The reaction of in situ generated 1′-(diphenylphosphino)-1-lithioferrocene with isocyanates RNCO affords the respective phosphino-carboxamides Ph 2PfcCONHR (fc = ferrocene-1,1′-diyl, R = cyclohexyl ( 2), and Ph ( 3)) in moderate yields.
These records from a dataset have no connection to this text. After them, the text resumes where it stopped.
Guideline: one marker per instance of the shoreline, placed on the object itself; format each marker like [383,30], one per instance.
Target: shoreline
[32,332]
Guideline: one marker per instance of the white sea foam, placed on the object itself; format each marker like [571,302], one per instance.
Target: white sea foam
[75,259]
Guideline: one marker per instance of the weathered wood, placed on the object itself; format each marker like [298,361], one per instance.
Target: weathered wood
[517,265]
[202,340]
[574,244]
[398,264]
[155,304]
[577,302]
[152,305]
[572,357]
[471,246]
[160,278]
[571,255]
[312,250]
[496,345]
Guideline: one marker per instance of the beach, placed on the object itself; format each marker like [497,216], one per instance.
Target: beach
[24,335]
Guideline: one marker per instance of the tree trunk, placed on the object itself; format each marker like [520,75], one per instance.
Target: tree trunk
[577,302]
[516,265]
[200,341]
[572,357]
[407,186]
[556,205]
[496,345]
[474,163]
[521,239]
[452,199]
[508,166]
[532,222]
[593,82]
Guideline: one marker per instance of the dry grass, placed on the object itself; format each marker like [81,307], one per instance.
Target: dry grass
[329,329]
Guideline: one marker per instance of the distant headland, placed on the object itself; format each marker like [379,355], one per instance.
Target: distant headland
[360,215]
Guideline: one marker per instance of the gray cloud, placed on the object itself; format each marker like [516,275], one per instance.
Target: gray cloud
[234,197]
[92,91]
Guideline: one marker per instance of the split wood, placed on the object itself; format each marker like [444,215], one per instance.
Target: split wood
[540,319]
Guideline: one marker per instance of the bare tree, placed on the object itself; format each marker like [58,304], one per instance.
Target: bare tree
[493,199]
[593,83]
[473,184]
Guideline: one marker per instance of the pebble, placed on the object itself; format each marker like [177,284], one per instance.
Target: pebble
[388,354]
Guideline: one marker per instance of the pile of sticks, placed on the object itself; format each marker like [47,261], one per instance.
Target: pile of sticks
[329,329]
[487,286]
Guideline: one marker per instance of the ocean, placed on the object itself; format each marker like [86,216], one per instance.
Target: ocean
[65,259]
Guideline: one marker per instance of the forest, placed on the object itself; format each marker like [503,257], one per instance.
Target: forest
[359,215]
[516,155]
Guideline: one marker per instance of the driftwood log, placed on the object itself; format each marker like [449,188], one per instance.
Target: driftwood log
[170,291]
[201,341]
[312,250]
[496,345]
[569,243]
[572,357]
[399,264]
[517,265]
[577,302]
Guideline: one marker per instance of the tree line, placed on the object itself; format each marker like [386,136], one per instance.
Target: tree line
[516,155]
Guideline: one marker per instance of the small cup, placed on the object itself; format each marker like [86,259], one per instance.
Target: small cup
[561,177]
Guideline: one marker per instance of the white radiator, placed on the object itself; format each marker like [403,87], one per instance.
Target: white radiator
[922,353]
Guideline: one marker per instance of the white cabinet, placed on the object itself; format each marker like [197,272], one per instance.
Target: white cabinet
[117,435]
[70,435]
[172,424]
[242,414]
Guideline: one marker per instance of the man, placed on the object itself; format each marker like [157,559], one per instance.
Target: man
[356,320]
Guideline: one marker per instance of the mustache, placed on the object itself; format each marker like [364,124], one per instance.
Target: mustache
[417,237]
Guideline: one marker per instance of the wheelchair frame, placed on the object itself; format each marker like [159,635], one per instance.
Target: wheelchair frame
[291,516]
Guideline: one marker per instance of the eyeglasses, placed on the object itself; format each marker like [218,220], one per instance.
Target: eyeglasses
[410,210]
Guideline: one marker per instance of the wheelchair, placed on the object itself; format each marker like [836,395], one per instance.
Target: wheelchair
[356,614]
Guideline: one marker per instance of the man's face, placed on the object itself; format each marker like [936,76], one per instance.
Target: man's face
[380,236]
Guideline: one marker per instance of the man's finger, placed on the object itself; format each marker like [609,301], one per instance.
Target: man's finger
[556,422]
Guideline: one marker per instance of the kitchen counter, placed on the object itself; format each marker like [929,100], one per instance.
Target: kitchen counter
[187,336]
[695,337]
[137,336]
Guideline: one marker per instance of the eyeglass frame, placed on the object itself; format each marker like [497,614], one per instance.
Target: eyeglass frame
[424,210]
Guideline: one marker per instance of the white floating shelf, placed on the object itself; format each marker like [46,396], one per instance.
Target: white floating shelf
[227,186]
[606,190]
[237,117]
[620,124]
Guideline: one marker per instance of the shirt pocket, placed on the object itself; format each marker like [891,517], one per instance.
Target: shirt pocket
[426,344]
The coordination behaviour of 3 chosen as a representative was studied in palladium(II) and platinum(II) complexes. Depending on the metal precursor and the reaction conditions, the following compounds featuring this ligand as a P-monodentate or an O, P-chelating donor were isolated and characterised by spectroscopic methods (IR, multinuclear NMR and electrospray ionisation MS): trans-[PdCl 2( 3-κ P) 2] ( 5), trans-[PtCl 2( 3-κ P) 2] ( 6), cis-[PtCl 2( 3-κ P) 2] ( 7), [ SP-4-4]-[(L NC)PdCl( 3-κ P)] ( 8; L NC = 2-[(dimethylamino-κ N)methyl]phenyl-κ C 1), and [ SP-4-3]-[(L NC)PdCl( 3-κ 2 O, P)]SbF 6 ( 9). Besides, the crystal structures of a phosphine oxide resulting by oxidation of 2, viz Ph 2P(O)fcCONHCy ( 4), and of complexes 5·2Et 2O and 9 have been determined by single-crystal X-ray diffraction analysis.